Fitting, then, that the underlying theme of this week’s outing is facing down your worst nightmare—and fascinating that, of all those who face their nightmares, it’s Petra alone who comes out better in the end.
First, the good, well, big, news: Michael (Brett Dier) has his memories back! Like, for real. If you had even a shred of doubt at the end of “Chapter Eighty-Four” that the flood of Michael-memories that hit Jason when his fishing rod knocked plaster snow down from Alba’s porch ceiling was going to stick, “Chapter Eighty-Five” quells any and all of them. Michael may retain Jason’s distaste for cubanos (“cooBAnos”) and slight high plains drawl, but in all the ways it really matters—investing in Jane’s hopes and dreams, marveling at Petra’s personal growth, everything #Brogelio—he’s Michael to the core. (The only reason my 8.7 wasn’t higher, truly, was that we weren’t given the Michael-and-Rogelio reunion scene we’ve all been dreaming of since Jason first showed up in Rafael’s apartment last spring.)
I may not like the love triangle that telenovela law dictates must follow (it is my own worst Jane the Virgin nightmare), but from both a storytelling perspective and just a plain old human one, Michael getting his memories back is a heart-expandingly good thing. Arguably, it dampens the lasting impact of the shock of his death, and undermines the series’ reminder that being a kind and decent person doesn’t guarantee anyone a happy ending, even (or especially) in Jane’s tropical-hued moral universe. Michael was good; he died. Jane is good; she was widowed. Life is just like that. But just because Jane the Virgin is so often about the chaotic, often unfair vicissitudes of life, that doesn’t mean that good people should give up on the possibility of good things happening to them. That is antithetical to Jane’s whole reason for being; Jane the Vigin is about the winds of chaos, yes, but it’s also about sweeping happily-ever-afters. It’s about happiness coming to those open to looking for it, and open to doing the work to keep it.
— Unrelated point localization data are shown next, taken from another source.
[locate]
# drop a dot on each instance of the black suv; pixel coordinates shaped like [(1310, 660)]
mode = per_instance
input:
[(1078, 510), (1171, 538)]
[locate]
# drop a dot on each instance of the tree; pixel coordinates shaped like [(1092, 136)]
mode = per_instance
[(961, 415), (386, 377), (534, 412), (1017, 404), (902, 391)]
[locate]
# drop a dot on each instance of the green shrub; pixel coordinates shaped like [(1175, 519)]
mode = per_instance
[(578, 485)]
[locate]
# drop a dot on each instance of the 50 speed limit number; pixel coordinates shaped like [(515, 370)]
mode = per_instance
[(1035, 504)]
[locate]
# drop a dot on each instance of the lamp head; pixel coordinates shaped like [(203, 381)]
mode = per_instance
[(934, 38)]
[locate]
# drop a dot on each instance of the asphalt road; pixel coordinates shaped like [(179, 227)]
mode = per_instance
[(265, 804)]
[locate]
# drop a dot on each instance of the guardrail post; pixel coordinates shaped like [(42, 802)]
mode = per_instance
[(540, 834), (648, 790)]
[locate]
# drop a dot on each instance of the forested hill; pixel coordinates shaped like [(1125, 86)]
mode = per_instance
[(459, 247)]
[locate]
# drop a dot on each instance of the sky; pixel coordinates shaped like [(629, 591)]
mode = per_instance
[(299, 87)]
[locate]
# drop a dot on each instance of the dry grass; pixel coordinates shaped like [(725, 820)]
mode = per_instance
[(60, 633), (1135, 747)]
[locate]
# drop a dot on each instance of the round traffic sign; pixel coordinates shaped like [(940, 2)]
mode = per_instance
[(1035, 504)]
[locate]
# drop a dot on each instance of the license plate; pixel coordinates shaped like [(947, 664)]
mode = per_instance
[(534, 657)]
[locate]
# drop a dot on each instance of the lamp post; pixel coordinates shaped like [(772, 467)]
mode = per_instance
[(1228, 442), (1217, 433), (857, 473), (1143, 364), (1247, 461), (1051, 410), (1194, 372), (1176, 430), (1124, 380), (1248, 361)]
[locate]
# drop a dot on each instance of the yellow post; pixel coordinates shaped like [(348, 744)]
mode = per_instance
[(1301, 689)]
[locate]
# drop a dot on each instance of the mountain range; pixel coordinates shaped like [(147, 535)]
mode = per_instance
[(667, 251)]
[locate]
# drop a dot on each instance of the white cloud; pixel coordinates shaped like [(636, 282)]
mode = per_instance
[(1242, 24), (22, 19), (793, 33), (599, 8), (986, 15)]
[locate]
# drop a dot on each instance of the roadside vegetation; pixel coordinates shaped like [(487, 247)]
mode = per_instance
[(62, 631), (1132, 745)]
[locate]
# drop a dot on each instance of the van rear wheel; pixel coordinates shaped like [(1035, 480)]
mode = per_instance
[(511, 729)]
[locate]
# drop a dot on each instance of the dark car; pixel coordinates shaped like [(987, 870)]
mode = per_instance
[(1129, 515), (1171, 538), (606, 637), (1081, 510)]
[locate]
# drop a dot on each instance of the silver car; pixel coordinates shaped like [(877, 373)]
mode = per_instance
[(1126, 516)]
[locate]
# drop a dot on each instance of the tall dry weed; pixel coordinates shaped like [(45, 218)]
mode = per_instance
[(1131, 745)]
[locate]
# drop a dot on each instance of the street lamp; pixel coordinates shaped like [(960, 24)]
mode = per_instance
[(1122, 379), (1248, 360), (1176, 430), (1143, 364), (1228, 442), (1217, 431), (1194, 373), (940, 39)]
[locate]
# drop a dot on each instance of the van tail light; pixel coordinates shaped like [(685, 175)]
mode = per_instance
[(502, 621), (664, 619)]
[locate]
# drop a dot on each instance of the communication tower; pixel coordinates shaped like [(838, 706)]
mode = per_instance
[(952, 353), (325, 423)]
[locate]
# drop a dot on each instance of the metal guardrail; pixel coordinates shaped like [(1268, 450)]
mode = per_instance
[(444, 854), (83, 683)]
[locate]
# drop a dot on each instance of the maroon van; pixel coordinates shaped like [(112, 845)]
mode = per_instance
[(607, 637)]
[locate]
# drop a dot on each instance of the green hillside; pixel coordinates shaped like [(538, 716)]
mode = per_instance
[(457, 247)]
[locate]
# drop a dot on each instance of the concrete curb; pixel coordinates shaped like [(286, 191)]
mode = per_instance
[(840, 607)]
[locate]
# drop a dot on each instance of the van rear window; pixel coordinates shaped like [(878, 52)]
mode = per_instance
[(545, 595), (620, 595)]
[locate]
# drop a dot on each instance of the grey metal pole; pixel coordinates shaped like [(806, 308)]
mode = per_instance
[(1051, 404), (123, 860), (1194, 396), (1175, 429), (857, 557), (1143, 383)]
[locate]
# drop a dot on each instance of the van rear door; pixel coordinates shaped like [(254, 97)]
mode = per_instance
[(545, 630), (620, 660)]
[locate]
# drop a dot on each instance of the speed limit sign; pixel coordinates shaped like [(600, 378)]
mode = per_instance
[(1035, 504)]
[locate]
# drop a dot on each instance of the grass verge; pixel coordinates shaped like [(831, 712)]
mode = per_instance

Michael got his memories back, and he and Jane got to catch up on everything the best friends had missed in each other’s lives for the past several years! What a good, happy thing.
Just in case you remain skeptical about the storytelling value of reversing the emotional and interpersonal impact of Michael’s Big Death, Jane’s got you. As “Chapter Eighty-Five” makes clear from the moment Lorenzo Lamas threatens to take Little Jane away from her mom and grandma in the episode’s flashback nightmare framing device, nothing about having the best, most unlikely miracle come your way can protect you from the consequences that will necessarily follow. It may not be realistic, but the frank truth of Michael’s return from the dead puts the same kinds of compelling screws into the narrative as all the radical honesty for which I’ve so often praised Jane. Telling the truth opens up paths in the storytelling darker and more perilous than hiding it ever could: Bringing Michael back into the world, and giving him back his both his memories and his heart, does the same thing, as the last scene between Jane and Rafael (Justin Baldoni) confirms. It is a miracle; it is a nightmare.